Strings in C and C++

American Standard Code for Information Interchange ASCII codes start from 0 and end at 127, so a total of 128 bits, or 7-bits. In memory, each representation is usually stored as one byte, or 8 bits.

Codes 65-90 are A-Z. The character ‘A’ (single quotes) is stored as the value 65 in one byte of memory. For lowercase a-z, they are codes 97-122. The ASCII numerical codes for 0-9 are 48-57. The constant offset of 32 allows one to change the case of any character or character in a string.

Other languages, including Japanese, Chinese, Hindi etc. are defined in Unicode.

Let temp = 'A';. Other than using cout << temp, a character can be printed with printf() as printf("%c", temp);.

Array of characters

Declare char arrayOfChars[10];. One can also initialise each element on declaration.

The size of the array can be determined without defining its length, using char arrayOfChars[] = {'A', 'B'};. This array charOfArrays would have a length of 2. Similarly, the ASCII codes can be used instead: char arrayOfChars[] = {65, 66};. Furthermore, the following conditional statement is valid: if (someChar >= 'b') {...}.

An array with a defined length but fewer initialisations lead the compiler to pad zeros (literally) to uninitialised elements.

Strings are array of characters. In C and C++, the first zero padded element is ‘/0’ (slash-zero), a null character/string delimiter/string terminator/end of string character (marker). This signals the end of the string.

String lengths are determined by the position of the delimiter.

Printing and scanning strings

One can use the aforementioned array of characters approach, including the ‘/0’ character.
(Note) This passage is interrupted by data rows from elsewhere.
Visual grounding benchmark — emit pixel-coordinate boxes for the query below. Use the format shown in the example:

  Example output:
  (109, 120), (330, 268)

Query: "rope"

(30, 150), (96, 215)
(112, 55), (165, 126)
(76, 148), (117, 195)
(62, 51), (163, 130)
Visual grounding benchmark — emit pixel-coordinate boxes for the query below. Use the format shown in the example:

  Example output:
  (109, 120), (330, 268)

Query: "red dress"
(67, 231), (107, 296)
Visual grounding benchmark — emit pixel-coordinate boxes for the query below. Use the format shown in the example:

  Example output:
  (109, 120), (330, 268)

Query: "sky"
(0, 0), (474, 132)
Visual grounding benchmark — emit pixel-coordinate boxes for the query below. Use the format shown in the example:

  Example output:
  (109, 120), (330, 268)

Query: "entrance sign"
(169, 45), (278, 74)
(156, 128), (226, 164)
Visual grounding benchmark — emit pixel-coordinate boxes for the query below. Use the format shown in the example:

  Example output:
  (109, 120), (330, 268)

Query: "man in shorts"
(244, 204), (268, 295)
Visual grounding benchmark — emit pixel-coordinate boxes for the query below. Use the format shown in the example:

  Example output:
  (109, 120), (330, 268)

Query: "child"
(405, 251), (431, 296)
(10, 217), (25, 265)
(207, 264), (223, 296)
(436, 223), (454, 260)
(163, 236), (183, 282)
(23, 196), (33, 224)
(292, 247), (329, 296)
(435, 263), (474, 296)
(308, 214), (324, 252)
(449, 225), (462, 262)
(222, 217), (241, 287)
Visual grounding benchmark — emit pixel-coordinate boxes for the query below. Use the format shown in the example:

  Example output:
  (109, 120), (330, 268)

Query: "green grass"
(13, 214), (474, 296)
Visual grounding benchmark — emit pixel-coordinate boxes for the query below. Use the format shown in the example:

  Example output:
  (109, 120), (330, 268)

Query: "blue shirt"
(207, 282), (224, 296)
One can use double quotes: char aString[] = "My name is ";. The null character is automatically appended. At present the string aString is stored in the stack frame of the parent function.

One can declare a pointer to string, in which case, the string is stored in the heap and the string pointer is held in the stack. The statement char* aString = "My name is "; without brackets achieves this. One can dereference the pointer as normal with *aString.

The argument for printf() to print a string is %s as: printf("%s", aString);. The command cout needs cout << aString;.

User input is achieved similarly with scanf() and cin. Note that scanf stops reading at the next whitespace character. To read a string with whitespace, use get-String gets().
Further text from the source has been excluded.